The kid on the bike promptly sped away after a brief and desultory apology, leaving me to pick the roses off my face and disentangle the thorns from my shirt. Perhaps I should have been angry, but I was so overwhelmed with the scent I really couldn’t concentrate on anything else. I mean, what a place to have an accident!
Then, I became aware of an angry voice shouting at me from the porch of the little wooden house that owned the garden.
“You’re in my garden, mister.” It was her first concern, I suppose, but when she had a closer look at me, she quickly added “And you’re holding one of my roses… Have you been drinking…?” Perhaps it was a feeble attempt to moderate between compassion and accusation, but the empathy was dressed up more like an indictment.
I don’t tend to wear my best clothes for my morning walks through the neighbourhood; that day I was actually just taking a short cut to a 7-Eleven convenience store for some milk, and was wearing a day’s grizzle on my cheeks, a pair of now-dusty grey sweat pants, and a blue Grateful Dead sweat shirt. It could have been worse, I suppose -I was going to wear some old jeans with a torn leg, but it enlarged even further as I tried to put them on.
The woman was no threat, especially since she was dressed in a wrinkled blue bathrobe and hadn’t yet properly dried her steel-grey hair. She was only a skeletal little thing, probably in her eighties, and yet there she was, shouting and waving her arms at me like an outraged teacher. She seemed really angry. “You know you’ve wrecked my rosebush, eh?”
Actually, it was only one of them, but I suppose she had a point.
I decided to be honest with her. “I was heading to the store for some milk, when kid on a bike knocked me over your fence… Sorry about the roses…” The apology was a nice touch, I thought.
Anyway, it had an immediate effect on her, and she hurried down the dodgy wooden steps from the porch and onto the tiny lawn towards me.
“Your face is all scratched,” she said when she arrived. Her tone became soft. Sympathetic. “Are you all right…?” she added as her eyes quickly assessed my condition and corroborated it with a too-obvious sniff for any alcohol in the air.
I had to smile at the earnestness of her expression, and lifted the rose still in my hand to my nose. “I was just thinking that it was a wonderful place to have an accident.”
She chuckled at that, although I noticed her eyes wandering quickly over the damage to her rosebush.
“Do you often walk this way?” she asked, still obviously curious about my presence in her yard.
“Only when I discover I’ve run out of milk for my coffee this time of the morning. Not much is open yet…” I got up onto my knees and brushed off my sweatshirt. “I’m G, by the way,” I added and extended my hand.

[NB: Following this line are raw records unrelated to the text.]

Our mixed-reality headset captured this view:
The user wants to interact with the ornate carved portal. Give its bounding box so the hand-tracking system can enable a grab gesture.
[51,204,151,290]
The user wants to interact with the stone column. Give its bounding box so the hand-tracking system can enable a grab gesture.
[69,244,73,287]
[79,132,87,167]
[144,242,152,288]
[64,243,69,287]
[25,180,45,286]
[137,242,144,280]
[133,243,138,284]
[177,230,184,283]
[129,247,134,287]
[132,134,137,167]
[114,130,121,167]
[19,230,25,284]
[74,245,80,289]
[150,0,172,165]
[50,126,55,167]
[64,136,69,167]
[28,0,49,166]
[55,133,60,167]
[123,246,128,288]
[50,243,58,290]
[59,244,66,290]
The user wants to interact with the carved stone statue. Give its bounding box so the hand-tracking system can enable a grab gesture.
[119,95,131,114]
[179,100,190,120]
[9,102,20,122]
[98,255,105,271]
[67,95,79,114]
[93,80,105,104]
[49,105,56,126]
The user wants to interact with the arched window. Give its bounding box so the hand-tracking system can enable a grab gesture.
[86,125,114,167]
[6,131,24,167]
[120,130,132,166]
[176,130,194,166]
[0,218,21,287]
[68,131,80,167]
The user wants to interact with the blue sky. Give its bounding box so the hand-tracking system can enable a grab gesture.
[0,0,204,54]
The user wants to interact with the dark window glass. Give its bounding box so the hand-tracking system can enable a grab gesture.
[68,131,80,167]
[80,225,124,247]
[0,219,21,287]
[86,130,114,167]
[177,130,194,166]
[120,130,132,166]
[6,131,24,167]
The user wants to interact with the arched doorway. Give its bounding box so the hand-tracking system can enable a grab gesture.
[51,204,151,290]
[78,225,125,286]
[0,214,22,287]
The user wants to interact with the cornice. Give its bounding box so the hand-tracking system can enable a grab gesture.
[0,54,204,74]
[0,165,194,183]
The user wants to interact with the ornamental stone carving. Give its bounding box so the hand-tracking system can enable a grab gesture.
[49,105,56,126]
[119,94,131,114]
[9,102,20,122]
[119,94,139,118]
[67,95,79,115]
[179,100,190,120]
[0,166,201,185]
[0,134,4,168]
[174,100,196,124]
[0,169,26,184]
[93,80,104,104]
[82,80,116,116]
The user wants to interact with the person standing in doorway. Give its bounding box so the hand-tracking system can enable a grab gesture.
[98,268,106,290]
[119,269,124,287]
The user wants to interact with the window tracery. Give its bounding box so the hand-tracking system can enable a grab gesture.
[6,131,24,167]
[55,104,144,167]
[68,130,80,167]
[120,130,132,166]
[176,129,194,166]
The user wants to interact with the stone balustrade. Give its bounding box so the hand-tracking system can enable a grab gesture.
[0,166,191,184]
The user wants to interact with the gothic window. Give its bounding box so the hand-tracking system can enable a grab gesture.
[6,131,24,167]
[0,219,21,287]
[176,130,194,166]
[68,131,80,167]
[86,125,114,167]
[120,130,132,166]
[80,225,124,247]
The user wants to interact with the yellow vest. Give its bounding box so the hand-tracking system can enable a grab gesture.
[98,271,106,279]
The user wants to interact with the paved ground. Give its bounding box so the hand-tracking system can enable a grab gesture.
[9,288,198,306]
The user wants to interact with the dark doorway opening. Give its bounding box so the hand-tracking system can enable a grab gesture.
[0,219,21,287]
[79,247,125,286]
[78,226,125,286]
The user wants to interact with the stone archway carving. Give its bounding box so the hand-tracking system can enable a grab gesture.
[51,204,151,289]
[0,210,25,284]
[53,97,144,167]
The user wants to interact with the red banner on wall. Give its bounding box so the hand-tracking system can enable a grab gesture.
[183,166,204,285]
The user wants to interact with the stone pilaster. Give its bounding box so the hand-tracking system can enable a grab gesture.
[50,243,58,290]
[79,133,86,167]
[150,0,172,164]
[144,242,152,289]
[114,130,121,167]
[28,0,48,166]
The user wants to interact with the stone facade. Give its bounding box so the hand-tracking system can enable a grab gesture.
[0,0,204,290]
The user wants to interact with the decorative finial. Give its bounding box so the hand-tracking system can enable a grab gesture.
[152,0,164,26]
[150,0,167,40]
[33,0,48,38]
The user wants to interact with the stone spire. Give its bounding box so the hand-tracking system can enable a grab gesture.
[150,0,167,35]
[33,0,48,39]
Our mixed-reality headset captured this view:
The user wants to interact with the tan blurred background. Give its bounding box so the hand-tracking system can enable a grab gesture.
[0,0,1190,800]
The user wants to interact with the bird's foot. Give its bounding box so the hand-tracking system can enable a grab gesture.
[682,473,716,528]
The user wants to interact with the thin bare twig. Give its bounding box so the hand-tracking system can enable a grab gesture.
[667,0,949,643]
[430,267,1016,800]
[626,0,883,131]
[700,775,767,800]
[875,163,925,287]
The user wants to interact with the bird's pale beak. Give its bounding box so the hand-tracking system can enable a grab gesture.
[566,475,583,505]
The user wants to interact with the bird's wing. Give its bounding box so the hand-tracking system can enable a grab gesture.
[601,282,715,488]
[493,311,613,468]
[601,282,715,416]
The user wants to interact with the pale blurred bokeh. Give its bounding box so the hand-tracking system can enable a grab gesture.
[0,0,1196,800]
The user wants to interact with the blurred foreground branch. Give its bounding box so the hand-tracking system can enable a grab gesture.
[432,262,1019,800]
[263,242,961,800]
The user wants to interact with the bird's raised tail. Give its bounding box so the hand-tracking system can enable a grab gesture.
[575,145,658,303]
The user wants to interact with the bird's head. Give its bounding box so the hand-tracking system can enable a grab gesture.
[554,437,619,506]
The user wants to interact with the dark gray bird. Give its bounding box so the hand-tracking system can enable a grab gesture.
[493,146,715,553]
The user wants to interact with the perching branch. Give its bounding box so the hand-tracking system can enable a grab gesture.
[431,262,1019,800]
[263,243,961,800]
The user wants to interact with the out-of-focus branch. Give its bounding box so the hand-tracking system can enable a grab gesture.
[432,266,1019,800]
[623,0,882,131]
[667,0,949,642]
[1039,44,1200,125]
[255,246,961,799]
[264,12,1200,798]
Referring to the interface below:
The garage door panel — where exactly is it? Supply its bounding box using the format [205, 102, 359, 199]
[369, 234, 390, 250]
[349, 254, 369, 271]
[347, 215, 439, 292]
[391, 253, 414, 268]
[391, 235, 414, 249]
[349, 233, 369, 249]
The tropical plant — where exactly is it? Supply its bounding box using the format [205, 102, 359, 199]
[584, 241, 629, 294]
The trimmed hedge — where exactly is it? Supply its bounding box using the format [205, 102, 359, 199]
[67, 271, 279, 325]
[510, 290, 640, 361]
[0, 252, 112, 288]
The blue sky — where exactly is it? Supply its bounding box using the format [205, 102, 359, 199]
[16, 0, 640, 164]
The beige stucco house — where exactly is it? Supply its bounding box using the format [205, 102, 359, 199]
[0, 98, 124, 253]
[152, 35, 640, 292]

She stared at me suspiciously for a moment, wondering how much she should trust the words of a stranger who had just fallen into her yard. Then she slowly turned her head towards the porch and a little table sitting on one corner of it and I could see a big smile on her face when she looked at me again. “My name’s Liz,” she said, extending a bony hand to shake and then help me to my feet. “I was just going to have my morning coffee out on the porch…” Her eyes sparkled as they fought their way through the wrinkles on her face. “And I’ve got milk,” she added. “Would you like to join me… if I let you bring the rose?”